Negotiations ensue amongst the heavy hitters from both towns and both teams at the Lakeside Country Club in Canton to schedule the next Bulldogs-Tigers matchup in the 1906 season, with the public anxiously awaiting the outcome. Industry giant CHARLES RUSSELL hosts Stewart and Wallace in a setting in which they are both unfamiliar and uncomfortable. The parties all agree that having strong teams in both towns is good for business. They also agree to stop pillaging players from each other. With neither side willing to concede home field advantage, Russell proposes a two-out-of-three game championship series, like baseball’s World Series, with the deciding game to be played on a neutral field in Cleveland, if necessary. They realize that a best of three series would bring in the biggest gate the sport has ever seen. It’s now just a matter of negotiating the split of the gate receipts and when the games will be played.

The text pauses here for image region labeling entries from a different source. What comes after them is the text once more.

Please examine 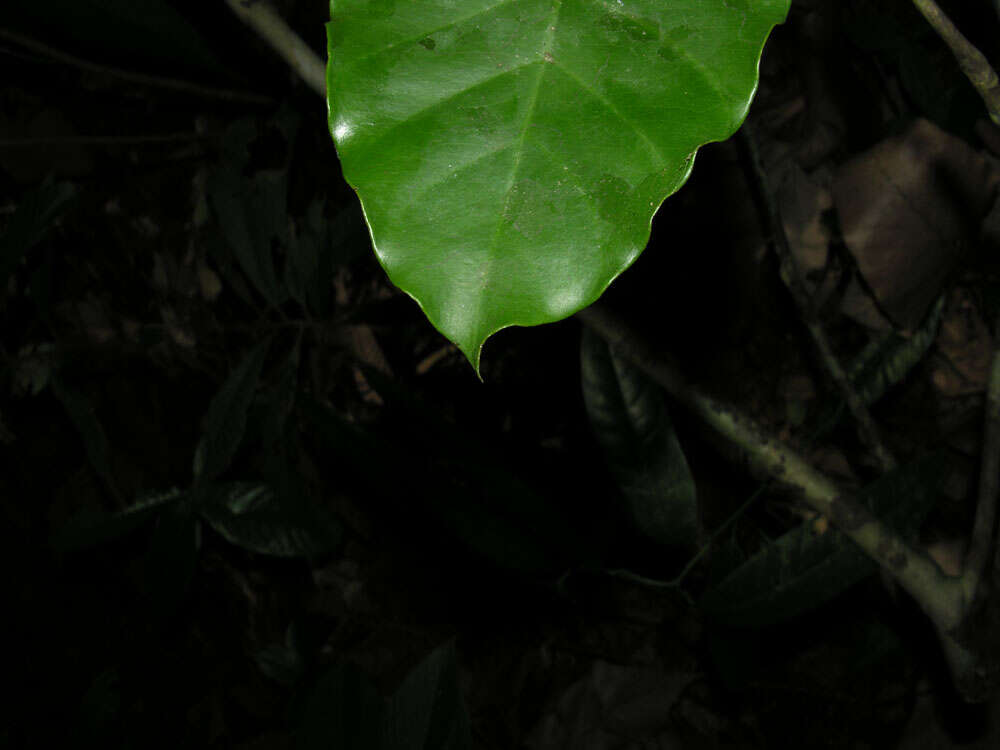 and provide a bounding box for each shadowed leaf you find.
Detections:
[580,329,698,552]
[199,482,341,557]
[194,337,271,482]
[701,456,943,627]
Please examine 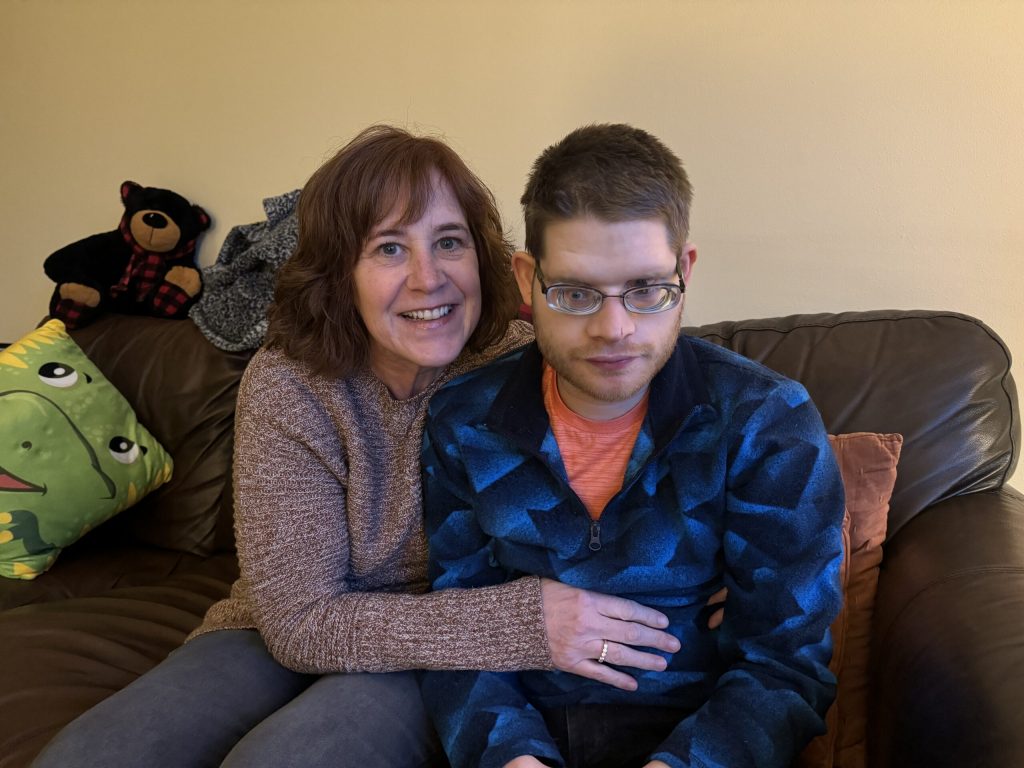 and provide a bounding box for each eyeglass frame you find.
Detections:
[534,259,686,317]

Wallace then travels to Akron to recruit minor league baseball player/manager, and star multi-sport college athlete, WALTER EAST, who also has a dark past as a known gambler. Wallace knows that getting East on board is key to his new offense, but also knows that East can be bought, certainly by Stewart. East warns Wallace, “Be careful what you wish for….”

Back in Canton, Cassie is the lead of the local play, “THE COLLEGE WIDOW,” performing at the Armory. The play mirrors what is happening in the Canton-Massillon rivalry. It’s about a university president’s daughter who lures men into transferring to play football for her father’s school. In the audience is Wallace, as well as a few of the Massillon players. It triggers an idea. Wallace takes two of the players, JACK LANG & CLARK SCHRONTZ, backstage to meet Cassie. It is during this meeting that he puts Cassie in an awkward position with promises of entertaining these men over at her brothel if they would so decide to switch allegiances. Cassie’s feelings are crushed. She was hoping to be taken seriously as an actress with star qualities, and all Wallace cares about is their lowest common denominator. Nonetheless, the players stagger over to the brothel, and swap colors.

Stewart fumes and sees Wallace’s tactics as beneath him. He realizes that, with all of the rule changes, he needs to take the high ground and outwit Wallace on the field instead. So he and his two University of Chicago alum players make a visit to their old coach AMOS ALONZO STAGG in Chicago in hopes that Stagg can coach them up with a new game plan for the season ahead.